Mr. Riedel's disclosure reveals that by walking away from Camp David and unleashing a renewed wave of terrorism upon Israel, Mr. Arafat abandoned more than the possibility of peaceful co-existence for Palestinians and Jews. He also deprived the people he supposedly represents of a means of escape from the grinding economic hardship in which they live. Unemployment rates in the West Bank and Gaza have reached 60% since the start of the second Intifada, and the per capita income of Palestinians has fallen by nearly half. And yet Mr. Arafat preferred that to a Marshall Plan that was within his grasp and was more generous than the largesse that helped transform the Axis powers into strong, confident and economically vital modern nations.
Even before the disclosure of Mr. Riedel's compelling evidence, many Palestinians had lately come to the view that Mr. Arafat betrayed them. Some 4,000 Palestinian demonstrators stormed their leader's headquarters in Gaza this month demanding jobs and food. The terrible truth is dawning on at least some of them that Mr. Arafat's interests are not the same as theirs. Now they face the harder task of making the bien pensants of Russia, the EU and the UN understand this too.
Even before the disclosure of Mr. Riedel's compelling evidence, many Palestinians had lately come to the view that Mr. Arafat betrayed them.

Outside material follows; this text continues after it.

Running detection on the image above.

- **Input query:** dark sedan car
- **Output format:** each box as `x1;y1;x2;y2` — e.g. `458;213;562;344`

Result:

You know, first of all, this compelling evidence won't appear on Pali TV or in their newspapers. And secondly, even if the Palestinian Arabs were somehow to get wind of their leaders' "betrayal", I doubt it would make even a small dent on their mindset.
In my darker moods I think Israelis should close down their country, turn out the lights, and immigrate to the U.S.
Then turn the Middle East into a vast expanse of molten glass.